Thursday, March 26, 2009

I keep pushing

And pulling, it's just bringing me down.




There's a lot to think about.
All I really know is that I'm terrible at dating.

Tuesday, March 24, 2009

in response to my last post,

its not a matter of feeling that way anymore. Because your actions make it a known that it's just pure fact.



i need to get away from the places and people i have grown accustomed to.
i love them dearly, but it's time for something new.

Friday, March 20, 2009

it's been a while.

Ever have that feeling like you're never gonna be good enough no matter how hard you try.


That's where I'm at right now.

Monday, March 9, 2009

i want,

this...



enough said.

(Davidwalterbanks.blogspot.com)

100

What's up 100th blog post?!!?
Now on to what a really wanted to blog about....

So it's been a while since I've been in a relationship with someone ( or a somewhat healthy one anyways )
Thought I would weigh the pros and cons of dating; according to me anyways, so here we go...

let's get the bad stuff out of the way...
CONs
*being emotionally/physically drained - I find that when I'm dating a person that I get consumed in it (like most people) but I was talking to someone about how whenever something is going wrong in my relationships that I tend to get sick, physically sick. Now I'm not sure if I'm the only person who experiences this, but if I'm in a little tiff with my significant other, or if something is botherig me a lot, I feel like throwing up, totally sick to my stomach. I'm pretty sure that it's not normal for people to get physically sick from shit like that (I'm pretty sure that there's a medical term for that, anyone know it? Let me know what I'm suffering from.)

* constant 2nd guessing - I think that this issue has nothing to do with the other person and that it's all on me. I have been fucked over one too many times, and naturally, have some trust issues. I apologize for always second guessing and being suspicious, but I won't change my ways until someone proves me wrong.... I'm thoroughly convinced that 95% of men out there are douchebags and will take whatever they can get if they know that they can get away with it. Actually scratch that, I think that men AND women are capable an willing to do that to each other.

*loosing moolah - being in a relationship really does drain ones bank account. I remembe that when Jarrid and I dated I spent a lot of money on shit; food, movies, gifts, etc. If you're in a relationship make sure that your bank account can handle it.

Now onto the good things...
PROs
*love - Trevor told me once that I'm a hopeless romantic, and after all these years, it still holds true. I like...no, LOVE having a connection with someone else that is totally different from everything else in your life. Different from family, co workers, friends, all of that.... I think that connection is something that everyone should experience. It's nice being able to have something that pure and rewarding as love is.

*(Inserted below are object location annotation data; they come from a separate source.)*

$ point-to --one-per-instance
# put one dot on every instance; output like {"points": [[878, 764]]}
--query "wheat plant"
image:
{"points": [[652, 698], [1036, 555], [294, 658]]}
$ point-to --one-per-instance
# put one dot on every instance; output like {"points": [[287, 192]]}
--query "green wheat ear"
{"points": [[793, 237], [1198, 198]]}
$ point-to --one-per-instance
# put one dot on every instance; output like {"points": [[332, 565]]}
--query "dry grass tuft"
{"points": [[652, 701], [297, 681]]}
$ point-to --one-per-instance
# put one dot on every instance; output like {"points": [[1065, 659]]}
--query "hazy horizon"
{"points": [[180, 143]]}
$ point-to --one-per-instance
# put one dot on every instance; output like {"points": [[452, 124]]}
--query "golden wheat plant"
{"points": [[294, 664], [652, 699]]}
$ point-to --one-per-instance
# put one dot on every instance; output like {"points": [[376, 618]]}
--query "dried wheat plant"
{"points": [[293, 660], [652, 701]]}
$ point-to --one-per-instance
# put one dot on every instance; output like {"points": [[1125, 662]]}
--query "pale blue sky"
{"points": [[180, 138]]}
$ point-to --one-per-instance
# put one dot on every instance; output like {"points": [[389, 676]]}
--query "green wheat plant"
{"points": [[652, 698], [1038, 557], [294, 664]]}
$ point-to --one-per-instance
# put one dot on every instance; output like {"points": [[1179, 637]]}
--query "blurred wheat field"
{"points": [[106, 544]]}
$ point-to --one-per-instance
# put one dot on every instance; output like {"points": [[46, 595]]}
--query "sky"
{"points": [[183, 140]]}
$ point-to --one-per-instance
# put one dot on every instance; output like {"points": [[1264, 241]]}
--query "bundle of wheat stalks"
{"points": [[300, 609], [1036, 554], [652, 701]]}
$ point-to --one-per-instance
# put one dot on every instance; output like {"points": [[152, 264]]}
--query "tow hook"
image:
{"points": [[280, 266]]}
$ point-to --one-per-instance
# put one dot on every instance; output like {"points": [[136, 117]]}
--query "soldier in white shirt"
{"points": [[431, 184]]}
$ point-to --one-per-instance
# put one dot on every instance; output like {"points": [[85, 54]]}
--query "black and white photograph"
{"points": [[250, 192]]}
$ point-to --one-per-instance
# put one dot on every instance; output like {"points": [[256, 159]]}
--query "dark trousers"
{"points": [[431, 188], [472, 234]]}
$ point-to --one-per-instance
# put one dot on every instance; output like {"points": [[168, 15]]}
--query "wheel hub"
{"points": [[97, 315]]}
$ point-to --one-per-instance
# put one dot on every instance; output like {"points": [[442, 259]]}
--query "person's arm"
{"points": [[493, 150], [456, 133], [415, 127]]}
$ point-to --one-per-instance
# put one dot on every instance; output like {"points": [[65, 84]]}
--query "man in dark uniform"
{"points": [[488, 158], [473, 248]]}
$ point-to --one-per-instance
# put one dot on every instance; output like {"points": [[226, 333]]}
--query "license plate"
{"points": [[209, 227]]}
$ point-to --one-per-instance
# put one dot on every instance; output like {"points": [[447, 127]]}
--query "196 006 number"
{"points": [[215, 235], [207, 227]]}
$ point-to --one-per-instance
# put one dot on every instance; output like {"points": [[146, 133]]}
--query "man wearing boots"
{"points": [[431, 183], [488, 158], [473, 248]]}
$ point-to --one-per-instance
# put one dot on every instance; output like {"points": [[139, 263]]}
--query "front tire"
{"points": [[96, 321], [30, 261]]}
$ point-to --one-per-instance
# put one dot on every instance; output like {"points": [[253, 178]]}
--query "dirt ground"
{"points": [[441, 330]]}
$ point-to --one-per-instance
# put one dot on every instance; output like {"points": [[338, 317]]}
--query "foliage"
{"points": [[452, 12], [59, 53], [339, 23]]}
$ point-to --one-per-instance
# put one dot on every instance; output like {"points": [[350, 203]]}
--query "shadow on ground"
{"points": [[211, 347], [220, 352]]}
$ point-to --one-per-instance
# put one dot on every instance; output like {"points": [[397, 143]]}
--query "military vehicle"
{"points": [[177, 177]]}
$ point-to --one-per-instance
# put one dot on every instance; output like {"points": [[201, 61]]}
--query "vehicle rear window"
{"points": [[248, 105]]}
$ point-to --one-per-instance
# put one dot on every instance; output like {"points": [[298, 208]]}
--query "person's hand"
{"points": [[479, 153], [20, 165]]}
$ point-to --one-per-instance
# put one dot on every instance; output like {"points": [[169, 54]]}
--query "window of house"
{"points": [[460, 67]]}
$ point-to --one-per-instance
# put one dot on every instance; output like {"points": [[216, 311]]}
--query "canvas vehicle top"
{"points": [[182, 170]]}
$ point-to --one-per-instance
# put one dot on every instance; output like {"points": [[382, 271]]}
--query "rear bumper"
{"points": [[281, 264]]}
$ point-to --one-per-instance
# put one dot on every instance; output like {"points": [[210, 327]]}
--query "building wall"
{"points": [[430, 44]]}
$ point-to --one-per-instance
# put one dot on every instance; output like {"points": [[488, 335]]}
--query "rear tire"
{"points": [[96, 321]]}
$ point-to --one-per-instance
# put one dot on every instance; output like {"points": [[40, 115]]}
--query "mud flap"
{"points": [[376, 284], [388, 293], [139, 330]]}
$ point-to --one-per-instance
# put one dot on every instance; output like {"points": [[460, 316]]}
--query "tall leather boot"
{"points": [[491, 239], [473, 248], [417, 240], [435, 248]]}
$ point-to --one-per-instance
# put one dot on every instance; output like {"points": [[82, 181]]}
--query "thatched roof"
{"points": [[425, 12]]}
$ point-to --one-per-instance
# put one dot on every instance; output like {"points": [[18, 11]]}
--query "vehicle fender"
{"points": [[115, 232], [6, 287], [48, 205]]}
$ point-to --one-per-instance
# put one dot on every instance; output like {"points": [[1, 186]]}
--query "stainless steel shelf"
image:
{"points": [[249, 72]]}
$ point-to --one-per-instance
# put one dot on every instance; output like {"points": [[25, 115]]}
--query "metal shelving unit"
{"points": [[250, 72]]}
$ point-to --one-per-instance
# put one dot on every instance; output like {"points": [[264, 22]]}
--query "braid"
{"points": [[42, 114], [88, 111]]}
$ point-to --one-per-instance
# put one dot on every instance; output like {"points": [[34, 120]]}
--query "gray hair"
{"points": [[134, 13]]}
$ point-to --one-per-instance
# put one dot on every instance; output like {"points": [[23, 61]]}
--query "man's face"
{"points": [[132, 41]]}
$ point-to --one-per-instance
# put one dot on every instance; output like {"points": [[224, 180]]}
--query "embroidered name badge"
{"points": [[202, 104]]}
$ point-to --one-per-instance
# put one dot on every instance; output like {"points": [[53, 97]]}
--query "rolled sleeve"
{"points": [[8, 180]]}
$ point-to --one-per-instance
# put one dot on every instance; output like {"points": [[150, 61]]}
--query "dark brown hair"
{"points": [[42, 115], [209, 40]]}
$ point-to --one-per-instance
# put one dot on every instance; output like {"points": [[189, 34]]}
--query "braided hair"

*pushing each other - call me crazy, but I like being tested when I'm dating someone. To me, I think it builds a lot of good characteristics in one another. In relationships you're forced into situations that may make you uncomfortable, but you learn how to deal and react. You build up will power, confidence, compassion. Nothing is as trying as being in a relationship.

Hmmmm 3 against 2. That's definately all I have to say about the subject... But it's almost 3 in the morning and I'm fuckin tired.
Ill continue this tomorrow.

Goodnight lovelies.

Thursday, March 5, 2009

A list,

Yesterday morning/afternoon was possibly the worst day/afternoon that i've had in a while.
So i decided that i would make a list of things that make me happy so that i can look at it and have it be a reminder of what i should be grateful for.

Amazing friends
Jazz Piano...actually any jazz
Friendly faces
Funny conversations
Surprises
Being spontaneous
Closing early
Slow nights at work
& car sex.


haha.
i have to go to work.
ugh.

Wednesday, March 4, 2009

Grow the fuck up already...

You need to fuckin man up already and get over it.
i can't believe that you would stoop so low as to post a picture of me, a private picture that i sent to you, over the fuckin internet.
i would never even think of doing that to anyone.


im so furious right now, i don't know what to do.